Seeing a spider at night is a sure sign of money to come. If you find a button, a new friendship is definitely in your future. During a new moon, say: 'Benvenuta luna che mi porti fortuna!' - 'Welcome, moon that brings me good fortune!' Perform this outdoors, facing the moon, while bowing respectfully each time-rinse and repeat.
Not to be outdone, religion also has its rituals to rid bad luck and lingering spirits from your home. Local priests go house to house before Easter to bless each home with holy water and with a nod to modern times, they frequently wedge a note in the door to notify the residents of the service they just received. A more secular approach is to simply sprinkle salt in the corners of the house to purify it.
As I continue to acquire this ancient knowledge and put more 'super' in my superstitions, I feel the old patterns of life as my ancestors lived it. These old ways and old habits, even subconsciously, are very, very hard to break. I just wait for the cat to sneeze while my wife swats bugs, decorates with pheasant plumage, and invites as many people as she sees fit to our dinner table.
Finally, at the mention of old habits, in Italy it is believed to be very, very bad luck to have a group of nuns cross your path. This I know to be absolutely true... and although it has been many years, I am certain that my former classmates of St. Ambrose High School would concur!
Frank is an award-winning advertising professional, now retired, from Denver, Colorado who is living the sweet life in southern Italy. In addition to a successful career in advertising, he had stints as the owner of an old west saloon, a film and stage character actor, a certified Santa Claus and a university professor... all of which, he says, are 'remarkably similar'.
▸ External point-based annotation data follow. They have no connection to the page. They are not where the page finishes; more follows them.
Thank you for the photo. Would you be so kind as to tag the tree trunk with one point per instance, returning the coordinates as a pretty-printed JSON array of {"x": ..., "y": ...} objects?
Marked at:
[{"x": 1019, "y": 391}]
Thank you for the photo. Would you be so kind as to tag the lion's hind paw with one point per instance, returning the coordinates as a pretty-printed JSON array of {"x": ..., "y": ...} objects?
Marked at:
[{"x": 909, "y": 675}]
He now focuses on traveling, honing his skills as an Italian chef, and writing about Italy as he and his charming wife, the ever lovely Ora, renovate their home in beautiful Basilicata.
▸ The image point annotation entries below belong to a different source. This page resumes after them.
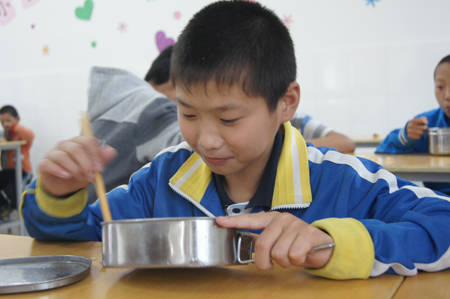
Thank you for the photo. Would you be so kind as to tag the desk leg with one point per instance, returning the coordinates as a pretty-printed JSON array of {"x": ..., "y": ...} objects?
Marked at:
[{"x": 19, "y": 183}]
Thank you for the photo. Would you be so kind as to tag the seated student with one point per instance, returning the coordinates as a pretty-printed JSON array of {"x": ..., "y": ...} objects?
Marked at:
[
  {"x": 321, "y": 135},
  {"x": 234, "y": 69},
  {"x": 13, "y": 131},
  {"x": 413, "y": 138},
  {"x": 137, "y": 119}
]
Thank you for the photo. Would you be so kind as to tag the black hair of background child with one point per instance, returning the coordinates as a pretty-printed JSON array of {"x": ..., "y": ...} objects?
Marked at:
[
  {"x": 443, "y": 60},
  {"x": 9, "y": 109},
  {"x": 236, "y": 42},
  {"x": 159, "y": 72}
]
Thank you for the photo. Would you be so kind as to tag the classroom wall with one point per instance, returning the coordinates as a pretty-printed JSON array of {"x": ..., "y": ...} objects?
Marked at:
[{"x": 364, "y": 66}]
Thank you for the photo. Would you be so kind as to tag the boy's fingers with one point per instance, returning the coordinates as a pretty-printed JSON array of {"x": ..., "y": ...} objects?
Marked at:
[
  {"x": 424, "y": 120},
  {"x": 248, "y": 221},
  {"x": 49, "y": 167},
  {"x": 107, "y": 153},
  {"x": 69, "y": 153}
]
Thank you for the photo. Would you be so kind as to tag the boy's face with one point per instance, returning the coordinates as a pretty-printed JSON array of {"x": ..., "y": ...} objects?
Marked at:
[
  {"x": 442, "y": 87},
  {"x": 232, "y": 133},
  {"x": 8, "y": 120}
]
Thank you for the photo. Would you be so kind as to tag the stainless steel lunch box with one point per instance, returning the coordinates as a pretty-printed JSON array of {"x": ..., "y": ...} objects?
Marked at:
[
  {"x": 439, "y": 141},
  {"x": 173, "y": 242}
]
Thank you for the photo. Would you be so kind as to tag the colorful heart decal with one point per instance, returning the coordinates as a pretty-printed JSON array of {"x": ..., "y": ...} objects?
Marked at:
[
  {"x": 162, "y": 42},
  {"x": 85, "y": 12},
  {"x": 28, "y": 3}
]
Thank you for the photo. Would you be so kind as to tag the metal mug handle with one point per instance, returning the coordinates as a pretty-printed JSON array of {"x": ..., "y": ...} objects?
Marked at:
[{"x": 248, "y": 249}]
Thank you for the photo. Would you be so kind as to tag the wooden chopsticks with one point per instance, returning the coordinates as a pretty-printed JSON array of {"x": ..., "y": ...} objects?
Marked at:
[{"x": 99, "y": 183}]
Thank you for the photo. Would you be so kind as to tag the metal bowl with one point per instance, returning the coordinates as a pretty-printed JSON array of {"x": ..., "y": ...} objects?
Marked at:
[
  {"x": 439, "y": 141},
  {"x": 173, "y": 242}
]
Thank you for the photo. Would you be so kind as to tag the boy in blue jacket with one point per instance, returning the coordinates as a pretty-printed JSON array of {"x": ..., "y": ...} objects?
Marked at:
[
  {"x": 234, "y": 70},
  {"x": 413, "y": 137}
]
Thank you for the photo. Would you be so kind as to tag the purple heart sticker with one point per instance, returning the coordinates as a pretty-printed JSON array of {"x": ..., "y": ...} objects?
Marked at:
[{"x": 162, "y": 42}]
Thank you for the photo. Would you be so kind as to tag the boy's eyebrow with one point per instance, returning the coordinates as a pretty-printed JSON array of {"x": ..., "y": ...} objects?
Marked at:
[{"x": 228, "y": 106}]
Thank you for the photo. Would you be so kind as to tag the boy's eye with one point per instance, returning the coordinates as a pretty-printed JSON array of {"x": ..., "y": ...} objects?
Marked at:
[{"x": 229, "y": 121}]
Their journey back to Italy started 100 years ago when their ancestors first arrived in the United States. Frank and his wife had dreamed of completing the circle of immigration by returning to their ancestral roots in southern Italy.
Their collective memories of the traditions, values and Italian lifestyle drew Frank and his wife back many, many times until they finally bought their house in Italy and moved there permanently.
In honor of the past, and in anticipation of the future, their lovely home is named, 'La Casa Cent'anni', (The Hundred Years House). 'Cent'anni' is also a celebratory toast of goodwill.
So, "Cent'anni" to you, and to us, and to the next 100 years!